山に残る鬼の気配は、私と義勇さんによって順調に狩られていった。
義勇さんの「水の呼吸」は、流れるような美しさの中にも確かな力強さがあり、見る者を魅了する。
私は彼の隣で戦えることを、何よりも幸せに感じていた。
「これで最後か」
義勇さんが最後の鬼の首を斬り落とす。
辺りは静寂を取り戻し、夜の闇だけが残った。
私は刀の血を払い、鞘に納める。
「お疲れ様でした、義勇さん」
「ああ、」
私たちは下山を始めた。山道は暗く、私は足元に注意を払っていたが、ふとした段差でバランスを崩しそうになった。
「っ……」
「危ない」
義勇さんの腕が私の腰に回され、私は転倒を免れた。
彼の温もりが隊服越しに伝わってくる。
一瞬、時間が止まったように感じた。顔が熱くなるのを感じながら、私は慌てて体勢を立て直した。
「あ、ありがとうございます……」
「気をつけろ」
義勇さんはすぐに腕を離し、再び歩き始めた。

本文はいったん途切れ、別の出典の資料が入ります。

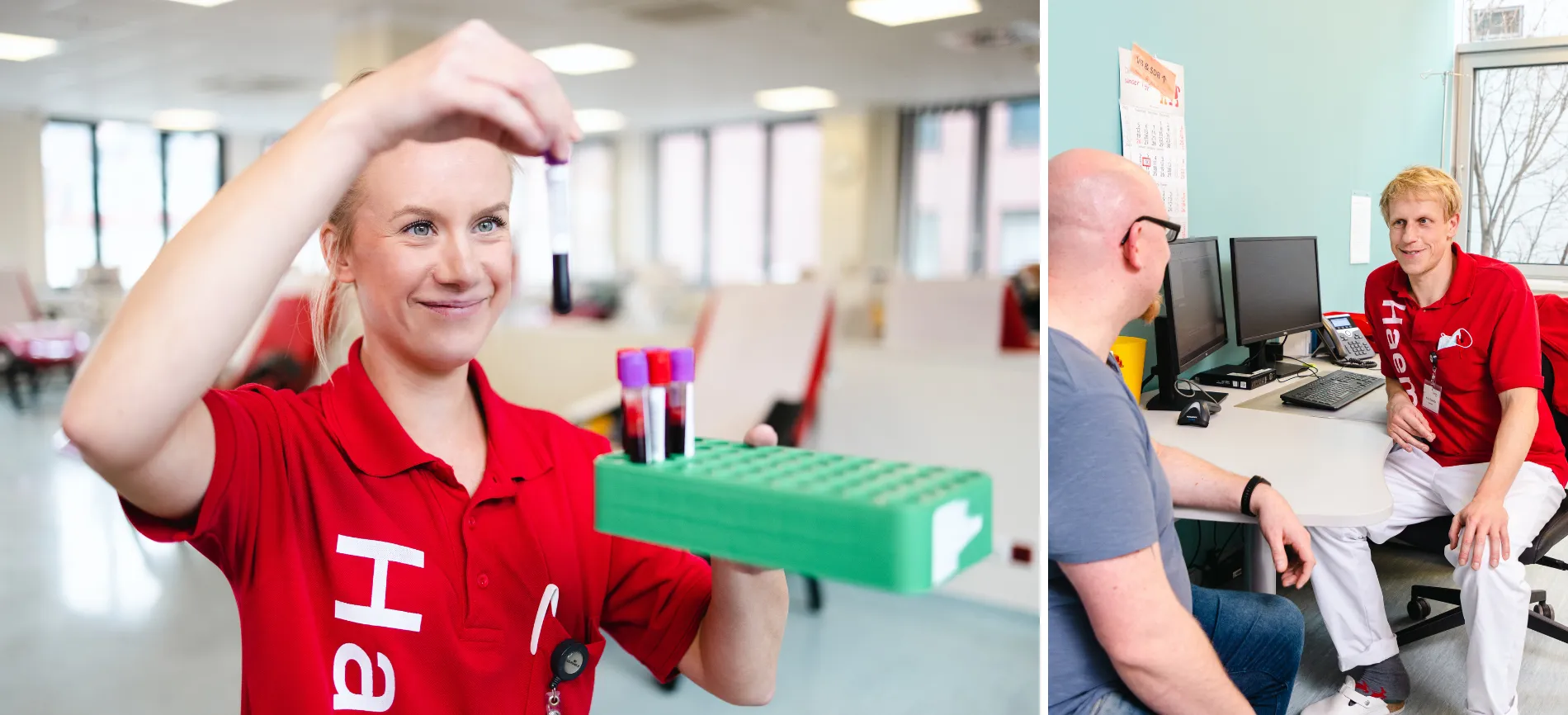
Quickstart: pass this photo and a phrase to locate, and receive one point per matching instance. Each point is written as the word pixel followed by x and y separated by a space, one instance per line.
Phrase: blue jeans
pixel 1259 643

彼の顔は暗闇でよく見えなかったけれど、その声はいつも通り静かだった。
けれど、私の心臓はまだ落ち着きを取り戻せずにいた。
里に到着し、私たちは報告のために蝶屋敷へと向かった。
治療を終えた後、私は屋敷の縁側に座り、月を眺めていた。
今日の出来事が頭の中でぐるぐると巡る。
義勇さんが私を助けてくれた時のこと、頬の傷に触れてくれた時のこと、そして先ほどの出来事。
「ここにいたのか、#下の名前#」
振り返ると、そこには義勇さんが立っていた。私は慌てて立ち上がる。
「義勇さん。もうお休みにならないんですか?」
「ああ。少し、空気が吸いたくて」
彼は私の隣に腰を下ろした。私は少し緊張しながらも、彼の隣に座り直す。
「あの……義勇さん」
「なんだ」
「その……いつも、ありがとうございます。義勇さんは不器用に見えて、いつも周りをよく見ていますよね。私、そういうところに惹かれています」
我慢できずに、想いの一部を口に出してしまった。
彼は驚いたように少し目を見開いたが、すぐにいつもの表情に戻った。
「俺は……別に、何もしていない」
「そんなことないです。義勇さんの優しさに、私は何度も救われています」
私は彼の目を見つめて、はっきりと告げた。彼の頬がほんの少しだけ赤くなったような気がして、私の心は高鳴る。
「……#下の名前#は、よく喋るな」
「えっ!?」
「だが……そうだな。俺も、#下の名前#と一緒にいると、少しだけ気が休まる」
義勇さんは月を見上げながら、ぽつりと言葉を紡いだ。その言葉は、彼なりの精一杯の好意の表現なのだと私には分かった。
「それって……」
「なんだ」
「ううん、なんでもないです」
私は照れ隠しに笑った。
まだ恋人同士になったわけではないけれど、彼の心に少しでも私がいると思えただけで、私は満たされた気持ちになった。
「明日も任務がある。もう休め」
「はい、義勇さんも」
私たちは立ち上がり、それぞれの部屋へと戻るために歩き出した。
月明かりの下、私の心は希望に満ちていた。
この想いがいつか、義勇さんに届きますようにと願いながら、私は彼の後ろ姿を見つめていた。
end.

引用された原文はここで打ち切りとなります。